Guest Author - Kimberly Cassandra Cannon
On the other hand, is it? The birds are chirping and the trees are leafing out, so yes it is spring. Or is it? Although the climate here in Texas, in particular Houston, is rather nice though chilly at times yet mild, not so many other places can say the same. Remembering the cold, wintry days as a child, I recall seeing the beautiful spring bulbs peeking through snow that had fallen in the still of the night.
It seems that as people, we are never truly content with what we have. Specifically in gardening. Be there gardeners who envy the tropical plants that beautify the warmer climates with their foliage and large luscious blooms of a hydrangea to the gardeners who envy the spring bulbs we could never grow due to the regularity of warmth. Nevertheless, spring in a cooler climate is definitely a provoker of envy. From the early bloomers of columbine to the creeping phlox and variegated weigela with yellow peonies. With life as colorful as this, maybe winter should be welcoming. Who knows, I live in Texas.
Anyway, should you reside where it is very cold and will be for awhile at least, there is still time to get on your gear and get out there to take pictures, make notes in your garden journal and take note of your beautiful, spring garden.

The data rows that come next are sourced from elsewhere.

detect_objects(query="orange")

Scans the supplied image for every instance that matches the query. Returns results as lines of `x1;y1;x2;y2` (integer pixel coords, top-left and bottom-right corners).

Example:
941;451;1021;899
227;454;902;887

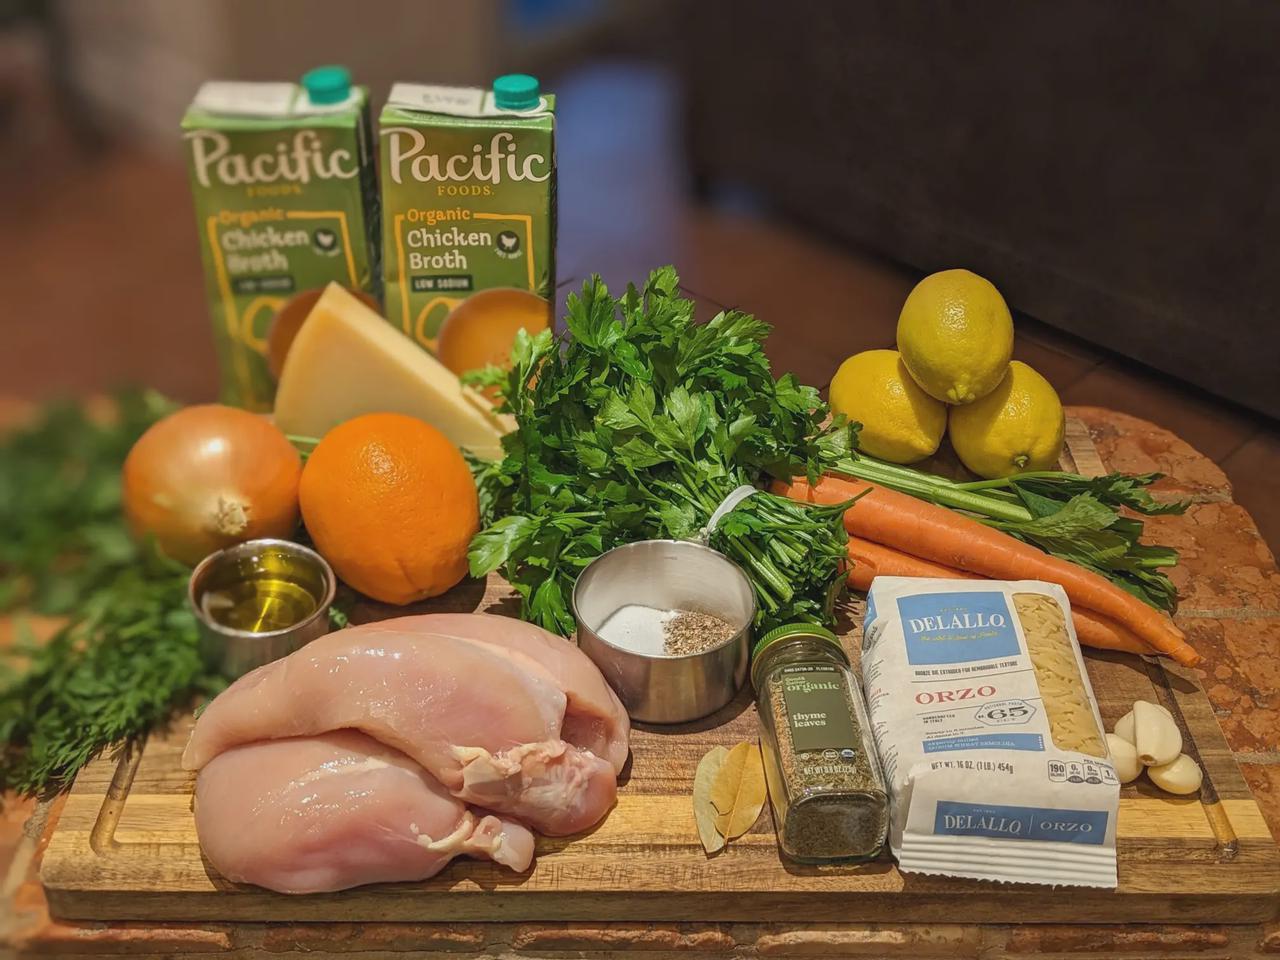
435;288;551;396
299;412;479;604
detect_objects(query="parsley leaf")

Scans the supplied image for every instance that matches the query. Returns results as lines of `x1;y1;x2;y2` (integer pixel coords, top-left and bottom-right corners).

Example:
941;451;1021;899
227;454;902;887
467;270;856;636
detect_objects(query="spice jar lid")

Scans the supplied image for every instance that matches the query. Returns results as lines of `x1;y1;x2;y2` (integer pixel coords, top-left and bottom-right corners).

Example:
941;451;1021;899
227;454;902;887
754;622;840;655
751;622;844;688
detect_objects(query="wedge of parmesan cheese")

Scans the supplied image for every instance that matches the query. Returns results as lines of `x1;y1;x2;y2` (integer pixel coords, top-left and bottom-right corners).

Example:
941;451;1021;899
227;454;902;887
273;284;509;459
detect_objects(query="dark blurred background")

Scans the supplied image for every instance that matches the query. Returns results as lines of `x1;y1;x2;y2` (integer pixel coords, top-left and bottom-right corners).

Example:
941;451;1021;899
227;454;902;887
0;0;1276;546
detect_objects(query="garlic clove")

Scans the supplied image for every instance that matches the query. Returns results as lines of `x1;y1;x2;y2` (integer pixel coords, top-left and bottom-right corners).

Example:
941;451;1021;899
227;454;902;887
1146;753;1203;795
1132;700;1182;766
1113;710;1135;745
1113;700;1172;746
1105;733;1141;784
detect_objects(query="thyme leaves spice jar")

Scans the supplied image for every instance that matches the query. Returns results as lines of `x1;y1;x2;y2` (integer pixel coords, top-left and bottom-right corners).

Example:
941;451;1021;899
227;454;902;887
752;623;888;863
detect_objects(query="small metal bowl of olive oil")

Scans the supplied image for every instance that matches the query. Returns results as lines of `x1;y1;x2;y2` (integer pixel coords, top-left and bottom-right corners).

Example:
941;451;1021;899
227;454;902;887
188;539;336;678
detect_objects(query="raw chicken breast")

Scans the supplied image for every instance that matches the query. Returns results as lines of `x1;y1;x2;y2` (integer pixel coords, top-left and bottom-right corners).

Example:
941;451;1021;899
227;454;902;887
362;613;630;773
183;615;626;835
194;731;535;893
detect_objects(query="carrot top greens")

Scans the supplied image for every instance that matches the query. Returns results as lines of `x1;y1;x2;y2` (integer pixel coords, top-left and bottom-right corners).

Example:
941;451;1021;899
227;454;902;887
829;457;1186;613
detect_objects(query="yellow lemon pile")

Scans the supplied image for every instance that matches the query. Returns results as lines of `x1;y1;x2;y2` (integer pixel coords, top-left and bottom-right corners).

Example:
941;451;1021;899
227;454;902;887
829;269;1065;479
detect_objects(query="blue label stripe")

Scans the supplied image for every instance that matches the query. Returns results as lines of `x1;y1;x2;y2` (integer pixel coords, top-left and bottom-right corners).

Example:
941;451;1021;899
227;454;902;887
923;733;1045;753
934;801;1108;845
896;591;1021;665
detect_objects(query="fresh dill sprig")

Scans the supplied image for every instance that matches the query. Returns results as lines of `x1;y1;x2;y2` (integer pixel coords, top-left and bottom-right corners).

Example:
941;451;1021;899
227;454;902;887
0;390;224;796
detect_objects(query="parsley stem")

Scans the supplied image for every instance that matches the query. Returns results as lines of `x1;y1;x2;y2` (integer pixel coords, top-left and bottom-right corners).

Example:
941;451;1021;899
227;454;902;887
725;536;793;604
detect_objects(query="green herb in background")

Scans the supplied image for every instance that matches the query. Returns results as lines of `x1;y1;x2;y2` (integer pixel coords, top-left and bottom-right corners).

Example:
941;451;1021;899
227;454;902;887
0;390;170;612
467;268;858;636
0;390;224;795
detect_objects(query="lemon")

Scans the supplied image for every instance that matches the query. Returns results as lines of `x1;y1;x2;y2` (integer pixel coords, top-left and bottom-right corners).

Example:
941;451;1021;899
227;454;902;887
948;361;1066;479
897;269;1014;404
829;349;946;464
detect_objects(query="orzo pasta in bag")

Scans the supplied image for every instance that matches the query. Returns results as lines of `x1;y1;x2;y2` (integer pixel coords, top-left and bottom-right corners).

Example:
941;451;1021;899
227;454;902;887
861;577;1119;887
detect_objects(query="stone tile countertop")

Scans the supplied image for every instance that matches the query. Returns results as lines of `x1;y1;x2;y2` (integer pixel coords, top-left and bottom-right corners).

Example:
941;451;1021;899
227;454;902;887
1;407;1277;959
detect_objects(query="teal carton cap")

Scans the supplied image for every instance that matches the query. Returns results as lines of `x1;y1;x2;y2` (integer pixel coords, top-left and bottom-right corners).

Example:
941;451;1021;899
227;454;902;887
302;65;352;104
493;74;540;110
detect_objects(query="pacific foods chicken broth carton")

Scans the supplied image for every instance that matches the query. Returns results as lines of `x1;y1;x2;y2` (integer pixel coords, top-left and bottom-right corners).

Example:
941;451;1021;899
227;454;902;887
182;67;380;410
379;76;555;372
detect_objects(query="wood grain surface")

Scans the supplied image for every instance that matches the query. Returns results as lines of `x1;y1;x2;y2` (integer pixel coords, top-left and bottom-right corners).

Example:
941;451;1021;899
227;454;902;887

There are more plants and spring bulbs suited for the cold climate than elsewhere so take in the nostalgia of it all and create memories of wintry days.
With the uncertainty of spring here in Houston, we hardly know how to identify its season. But when temps are 20 degrees and lower in the colder climate, there are ways to identify spring right there in your garden amidst the snowflakes, sleet and a ray of sunshine to keep you mesmerized as you wait to see your hard labor from the previous autumn. The rule of thumb in the colder climate is to plant early. The warm season gardener can plant as late as January however. Because as mentioned before, when is spring in Texas? Spring flower bulbs need to be planted prior the first hard frost and its best to plant them when purchased; otherwise, store them in a crate or box with peat moss in a cool garage. Now, should you use the method of refrigeration I’m most familiar with, be sure to keep them away from all ripening fruit due to gas emitting from the fruits ripening process that can destroy the bloom. You’ll get the foliage but no bloom.
Yeah, yeah, we know the most common spring bulbs: tulips, daffodils, crocus but how about trying some muscari, a great sight seer for your rock garden that needs a bit of excitement or let it naturalize year after year under a favorite tree; the fritillaria, companioned with a weigela is a definite must see. The camassia a northwestern native that has longer, thinner legs than the “next top model” tops off with a head of voluptuous flower blooms. My favorite (almost forgot) scilla, another rock garden partner and can be used in a woodland setting or border and yes, it naturalizes as well (a must-have for indoor forcing). As a gardener, be willing to try new adventures to enhance your knowledge, respect, love, and appreciation for gardening.
Because of the varying climates we live in, it is best to choose bulbs recommended for your area. Alternatively, consider what "yours truly" does, experiment.
In closing, for long-time friends of the South, there are alternatives, the horticultural term, bulb forcing. This simply means inducing a plant to bloom ahead of schedule and out of its native habitat. For beginners, do your homework and choose only bulbs recommended for forcing. Spring flowering bulbs can be forced indoors from December through March.
Seasoned gardeners already know about the muscari, colchicum, and the wild crocus in particular, that display color every year in the foothills of the European Alps. (The pictorials are breathtaking). Some high maintenance ones include freesia, lily of the valley, tulips, and daffodils partially due to special requirements such as lighting and controlled temperatures. Plant any of these (cluster form my favorite) in part garden soil, part peat moss, and part perlite, into a chosen planter, specifically, ceramic to add beauty. Then, partially fill the container with potting soil mix, placing the bulbs carefully on the soil surface. The larger bulbs plant them first and completely cover with soil. Then add medium sized bulbs and lastly, the smaller ones. Once the bulbs are in place, add additional potting soil to cover completely. Water and add a slow-release fertilizer and Wala! Step back, take a sip of coffee, and look forward to the many colors and fragrant aromas of spring.
Yes, it is indeed spring, in your indoor, winter garden, so enjoy an aromatic hibernation period while waiting for the steamy, hot summer days ahead.